George fazia parte do programa de reprodução em cativeiro do Parque Nacional de Galápagos - Reprodução BBC
George fazia parte do programa de reprodução em cativeiro do Parque Nacional de Galápagos Imagem: Reprodução BBC

27/06/2012 14h56

A morte da tartaruga gigante George Solitário, aos cem anos de idade, não foi apenas lamentada por todo o arquipélago de Galápagos, no Equador, mas também por Fausto Llerena, tratador de George.

Durante quase três décadas, Llerena foi o principal tratador de George, último sobrevivente da subespécie Chelonoidis Abingdoni. Para o tratador, a dor da perda do "melhor amigo" ainda não passou.

A dedicação e a devoção que dispensava ao animal eram tamanhas que foram reconhecidas pela direção do centro onde o quelônio morava, batizado de Centro de Criação de Tartarugas Gigantes Fausto Llerena, na ilha de Santa Cruz.

No último domingo, quando o tratador de 72 anos foi visitar seu amigo, como fazia todos os dias livres, notou algo de errado.

George não foi recebê-lo como de costume e foi encontrado já sem vida em sua jaula.

"Eu cuidei dele desde 1983; George vinha ao meu encontro religiosamente todas as vezes que eu entrava em sua jaula", disse Llerena à BBC Mundo.

Segundo o tratador, a tartaruga tinha "uma personalidade complexa" e somente "aceitava três pessoas em sua jaula por vez. Caso contrário, se retirava do recinto. Se o visitante estivesse sozinho, aí mesmo é que ele ficava mais tempo", afirmou Llerena.

"Eu sentia muito carinho por ele, inclusive ia visitá-lo nos fins de semana. George vinha ao meu encontro, parava na minha frente, esticava o pescoço e abria a boca. E ficava parado com a boca aberta por um bom tempo, com o olhar fixo, sem titubear, como se quisesse me dizer algo".

"Eu o acariciava na cabeça, dava-lhe uns tapinhas e ele esticava mais o pescoço.
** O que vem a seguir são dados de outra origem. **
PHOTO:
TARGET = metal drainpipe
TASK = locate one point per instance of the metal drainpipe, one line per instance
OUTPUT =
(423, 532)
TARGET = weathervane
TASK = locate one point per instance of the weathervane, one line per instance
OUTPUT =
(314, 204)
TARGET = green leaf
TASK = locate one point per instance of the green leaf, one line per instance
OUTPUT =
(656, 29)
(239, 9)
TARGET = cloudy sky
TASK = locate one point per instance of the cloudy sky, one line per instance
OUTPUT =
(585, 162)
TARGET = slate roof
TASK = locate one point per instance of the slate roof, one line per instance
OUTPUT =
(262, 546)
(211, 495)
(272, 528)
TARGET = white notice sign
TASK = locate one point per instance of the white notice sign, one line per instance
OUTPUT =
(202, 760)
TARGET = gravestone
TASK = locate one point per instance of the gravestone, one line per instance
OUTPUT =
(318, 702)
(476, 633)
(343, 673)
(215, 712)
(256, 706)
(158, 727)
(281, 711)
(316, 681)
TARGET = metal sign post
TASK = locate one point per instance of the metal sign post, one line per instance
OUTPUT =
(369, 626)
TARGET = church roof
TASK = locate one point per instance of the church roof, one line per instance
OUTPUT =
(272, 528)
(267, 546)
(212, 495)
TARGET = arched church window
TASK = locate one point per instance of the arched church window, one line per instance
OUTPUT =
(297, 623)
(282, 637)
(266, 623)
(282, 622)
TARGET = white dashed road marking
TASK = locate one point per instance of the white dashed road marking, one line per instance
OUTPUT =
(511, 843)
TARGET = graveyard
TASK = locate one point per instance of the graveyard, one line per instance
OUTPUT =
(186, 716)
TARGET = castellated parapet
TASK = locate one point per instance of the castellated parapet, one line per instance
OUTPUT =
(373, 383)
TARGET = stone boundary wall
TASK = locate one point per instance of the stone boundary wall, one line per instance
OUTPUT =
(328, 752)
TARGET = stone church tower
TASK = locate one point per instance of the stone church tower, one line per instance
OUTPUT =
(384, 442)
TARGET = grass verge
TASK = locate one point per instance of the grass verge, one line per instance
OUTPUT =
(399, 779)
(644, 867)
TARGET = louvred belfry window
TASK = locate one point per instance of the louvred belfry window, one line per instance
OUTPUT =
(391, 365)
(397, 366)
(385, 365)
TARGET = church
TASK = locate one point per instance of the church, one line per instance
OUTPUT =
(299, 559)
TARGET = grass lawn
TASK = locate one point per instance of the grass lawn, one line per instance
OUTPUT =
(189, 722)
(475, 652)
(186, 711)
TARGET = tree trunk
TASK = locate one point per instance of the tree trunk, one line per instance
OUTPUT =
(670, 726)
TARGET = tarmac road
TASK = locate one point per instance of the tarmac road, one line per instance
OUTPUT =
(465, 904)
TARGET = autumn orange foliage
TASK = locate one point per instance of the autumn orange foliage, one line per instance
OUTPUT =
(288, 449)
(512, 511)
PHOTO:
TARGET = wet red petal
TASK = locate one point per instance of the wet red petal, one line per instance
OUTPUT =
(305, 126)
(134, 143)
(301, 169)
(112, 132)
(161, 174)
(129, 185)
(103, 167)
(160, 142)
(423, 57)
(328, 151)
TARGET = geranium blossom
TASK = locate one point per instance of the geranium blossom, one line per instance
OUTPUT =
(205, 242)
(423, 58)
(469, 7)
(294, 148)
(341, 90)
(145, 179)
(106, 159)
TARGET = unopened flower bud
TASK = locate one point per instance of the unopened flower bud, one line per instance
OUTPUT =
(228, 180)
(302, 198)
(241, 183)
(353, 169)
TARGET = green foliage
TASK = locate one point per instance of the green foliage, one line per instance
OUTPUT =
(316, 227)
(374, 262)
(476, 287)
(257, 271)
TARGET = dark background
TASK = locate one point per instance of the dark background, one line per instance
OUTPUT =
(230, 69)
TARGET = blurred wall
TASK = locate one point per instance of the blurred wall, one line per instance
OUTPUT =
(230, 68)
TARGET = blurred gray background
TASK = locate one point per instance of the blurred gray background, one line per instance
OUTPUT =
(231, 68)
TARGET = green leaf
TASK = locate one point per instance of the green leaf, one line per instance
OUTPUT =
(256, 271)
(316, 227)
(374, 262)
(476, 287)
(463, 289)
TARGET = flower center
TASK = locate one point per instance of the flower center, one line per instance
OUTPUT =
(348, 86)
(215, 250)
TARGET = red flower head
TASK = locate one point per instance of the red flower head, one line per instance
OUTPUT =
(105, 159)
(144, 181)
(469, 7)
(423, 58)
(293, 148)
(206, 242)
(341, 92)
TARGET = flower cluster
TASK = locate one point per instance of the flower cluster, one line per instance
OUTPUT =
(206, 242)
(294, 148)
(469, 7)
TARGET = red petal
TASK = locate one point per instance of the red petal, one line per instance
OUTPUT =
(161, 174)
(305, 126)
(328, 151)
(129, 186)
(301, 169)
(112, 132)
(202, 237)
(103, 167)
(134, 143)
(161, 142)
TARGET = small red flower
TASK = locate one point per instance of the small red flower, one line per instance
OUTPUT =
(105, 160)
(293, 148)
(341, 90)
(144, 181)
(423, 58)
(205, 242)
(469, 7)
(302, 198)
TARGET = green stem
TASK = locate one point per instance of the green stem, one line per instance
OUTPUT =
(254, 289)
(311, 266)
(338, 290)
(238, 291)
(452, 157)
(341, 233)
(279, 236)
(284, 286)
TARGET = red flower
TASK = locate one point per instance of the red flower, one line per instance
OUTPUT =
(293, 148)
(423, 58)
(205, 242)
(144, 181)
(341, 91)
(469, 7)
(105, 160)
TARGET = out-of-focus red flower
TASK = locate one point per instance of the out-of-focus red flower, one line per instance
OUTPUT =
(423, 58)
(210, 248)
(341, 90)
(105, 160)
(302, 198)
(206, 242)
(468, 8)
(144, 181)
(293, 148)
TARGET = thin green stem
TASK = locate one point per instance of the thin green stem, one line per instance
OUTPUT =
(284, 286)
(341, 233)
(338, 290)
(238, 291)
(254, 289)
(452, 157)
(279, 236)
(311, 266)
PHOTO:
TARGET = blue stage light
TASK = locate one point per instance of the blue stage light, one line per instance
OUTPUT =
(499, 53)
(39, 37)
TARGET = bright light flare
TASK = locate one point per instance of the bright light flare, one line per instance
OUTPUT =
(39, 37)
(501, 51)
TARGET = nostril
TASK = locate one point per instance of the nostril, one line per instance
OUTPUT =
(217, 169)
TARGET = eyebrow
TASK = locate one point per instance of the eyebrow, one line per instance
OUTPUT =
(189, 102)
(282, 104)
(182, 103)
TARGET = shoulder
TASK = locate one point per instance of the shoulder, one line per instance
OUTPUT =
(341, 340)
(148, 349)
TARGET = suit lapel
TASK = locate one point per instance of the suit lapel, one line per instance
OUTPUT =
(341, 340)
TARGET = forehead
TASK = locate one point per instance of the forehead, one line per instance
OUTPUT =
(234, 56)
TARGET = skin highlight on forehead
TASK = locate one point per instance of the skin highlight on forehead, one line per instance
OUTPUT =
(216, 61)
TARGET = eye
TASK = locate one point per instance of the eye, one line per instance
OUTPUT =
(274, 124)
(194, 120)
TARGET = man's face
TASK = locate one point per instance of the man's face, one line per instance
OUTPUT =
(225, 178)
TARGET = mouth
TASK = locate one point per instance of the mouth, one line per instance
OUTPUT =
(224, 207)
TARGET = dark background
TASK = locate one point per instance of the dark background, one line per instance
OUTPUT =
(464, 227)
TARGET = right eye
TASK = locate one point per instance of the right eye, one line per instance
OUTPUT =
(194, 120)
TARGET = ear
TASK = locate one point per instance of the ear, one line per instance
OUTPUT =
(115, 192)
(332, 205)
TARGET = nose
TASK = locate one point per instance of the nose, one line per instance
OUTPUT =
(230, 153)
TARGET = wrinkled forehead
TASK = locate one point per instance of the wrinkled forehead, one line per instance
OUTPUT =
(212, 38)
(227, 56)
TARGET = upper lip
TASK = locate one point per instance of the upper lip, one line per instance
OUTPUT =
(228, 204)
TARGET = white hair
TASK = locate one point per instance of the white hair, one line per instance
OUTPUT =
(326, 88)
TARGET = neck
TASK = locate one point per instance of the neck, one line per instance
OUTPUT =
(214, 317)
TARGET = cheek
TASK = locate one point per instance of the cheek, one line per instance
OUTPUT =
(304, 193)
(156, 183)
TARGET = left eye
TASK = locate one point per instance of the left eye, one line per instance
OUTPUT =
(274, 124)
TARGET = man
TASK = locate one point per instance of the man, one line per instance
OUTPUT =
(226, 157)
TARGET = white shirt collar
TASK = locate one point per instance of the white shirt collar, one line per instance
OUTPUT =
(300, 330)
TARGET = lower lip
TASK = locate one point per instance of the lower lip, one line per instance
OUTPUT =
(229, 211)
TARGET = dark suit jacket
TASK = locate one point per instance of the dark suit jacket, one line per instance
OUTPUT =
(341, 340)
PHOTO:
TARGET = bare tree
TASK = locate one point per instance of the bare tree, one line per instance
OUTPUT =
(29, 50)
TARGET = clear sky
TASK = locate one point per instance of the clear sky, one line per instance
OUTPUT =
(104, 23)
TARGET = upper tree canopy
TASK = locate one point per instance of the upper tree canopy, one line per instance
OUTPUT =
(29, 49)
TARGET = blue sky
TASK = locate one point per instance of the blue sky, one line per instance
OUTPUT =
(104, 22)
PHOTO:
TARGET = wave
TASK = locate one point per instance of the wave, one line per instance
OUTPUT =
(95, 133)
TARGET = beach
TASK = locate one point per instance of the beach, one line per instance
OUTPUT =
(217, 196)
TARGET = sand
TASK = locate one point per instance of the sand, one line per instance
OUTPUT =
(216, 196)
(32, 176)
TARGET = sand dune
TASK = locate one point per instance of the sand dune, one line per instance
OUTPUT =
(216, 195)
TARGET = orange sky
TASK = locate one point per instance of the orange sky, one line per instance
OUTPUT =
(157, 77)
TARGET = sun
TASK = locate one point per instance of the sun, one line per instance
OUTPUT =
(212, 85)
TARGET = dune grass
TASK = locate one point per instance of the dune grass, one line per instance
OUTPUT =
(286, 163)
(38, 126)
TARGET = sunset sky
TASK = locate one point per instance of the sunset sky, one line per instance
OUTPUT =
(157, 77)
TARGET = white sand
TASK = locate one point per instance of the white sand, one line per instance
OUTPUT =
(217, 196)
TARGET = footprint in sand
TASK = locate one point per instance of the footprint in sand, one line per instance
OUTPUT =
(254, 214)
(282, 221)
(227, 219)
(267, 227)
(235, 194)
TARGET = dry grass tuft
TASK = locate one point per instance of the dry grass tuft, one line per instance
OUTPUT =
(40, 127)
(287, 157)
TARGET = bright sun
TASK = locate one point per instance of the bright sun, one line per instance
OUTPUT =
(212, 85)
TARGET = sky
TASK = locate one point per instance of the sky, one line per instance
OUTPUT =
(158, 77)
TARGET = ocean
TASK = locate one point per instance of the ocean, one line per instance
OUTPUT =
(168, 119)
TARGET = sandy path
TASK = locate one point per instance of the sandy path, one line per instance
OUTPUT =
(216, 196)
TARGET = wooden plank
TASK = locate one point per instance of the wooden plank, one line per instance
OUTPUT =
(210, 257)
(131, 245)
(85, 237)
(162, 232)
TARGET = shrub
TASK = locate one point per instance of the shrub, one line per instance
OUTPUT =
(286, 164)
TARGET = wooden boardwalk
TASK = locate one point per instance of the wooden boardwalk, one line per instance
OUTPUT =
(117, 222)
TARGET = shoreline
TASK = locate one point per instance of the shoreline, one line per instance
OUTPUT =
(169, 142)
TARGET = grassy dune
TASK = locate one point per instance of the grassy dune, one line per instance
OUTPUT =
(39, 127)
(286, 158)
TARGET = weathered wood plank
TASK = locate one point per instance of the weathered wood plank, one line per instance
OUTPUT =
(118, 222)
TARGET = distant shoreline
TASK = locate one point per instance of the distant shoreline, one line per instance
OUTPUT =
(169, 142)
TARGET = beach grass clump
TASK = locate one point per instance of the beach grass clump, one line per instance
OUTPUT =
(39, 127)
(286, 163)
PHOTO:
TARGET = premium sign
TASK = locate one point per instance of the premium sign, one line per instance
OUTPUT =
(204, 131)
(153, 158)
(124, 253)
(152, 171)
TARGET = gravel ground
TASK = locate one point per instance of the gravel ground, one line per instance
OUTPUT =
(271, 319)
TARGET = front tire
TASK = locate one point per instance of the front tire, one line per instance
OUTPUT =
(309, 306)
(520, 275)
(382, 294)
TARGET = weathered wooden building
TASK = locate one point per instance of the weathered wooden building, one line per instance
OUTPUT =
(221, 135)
Quando eu saía de sua jaula, ele voltava para a toca".

Amizade

O cuidado da tartaruga incluía a limpeza da jaula e da lagoa onde George tomava banho, além de alimentá-lo com base em uma dieta composta por vegetais.

Nem nos momentos mais complicados Llerena deixou de estar ao lado da tartaruga. Inclusive, nas duas vezes que George sofreu problemas de saúde. "Uma vez ele estava mais lento, não se mexeu, e eu lhe perguntei: o que há de errado? Ele levantou a cabeça e olhou para mim".

Tratava-se de uma indigestão, que foi curada com uma alimentação à base de mamão.

"Nós começamos lhe dando um quarto de mamão, logo em seguida, aumentamos a dosagem para metade da fruta até que ele se sentisse totalmente recuperado e o mamão, suspenso", explicou Llerena.

"George perdeu a unha de uma de suas patas", contou Llerena a respeito de outro episódio." Como não se movia, percebi que sua pata estava inchada. Os veterinários lhe deram algumas injeções e ele se curou", acrescentou.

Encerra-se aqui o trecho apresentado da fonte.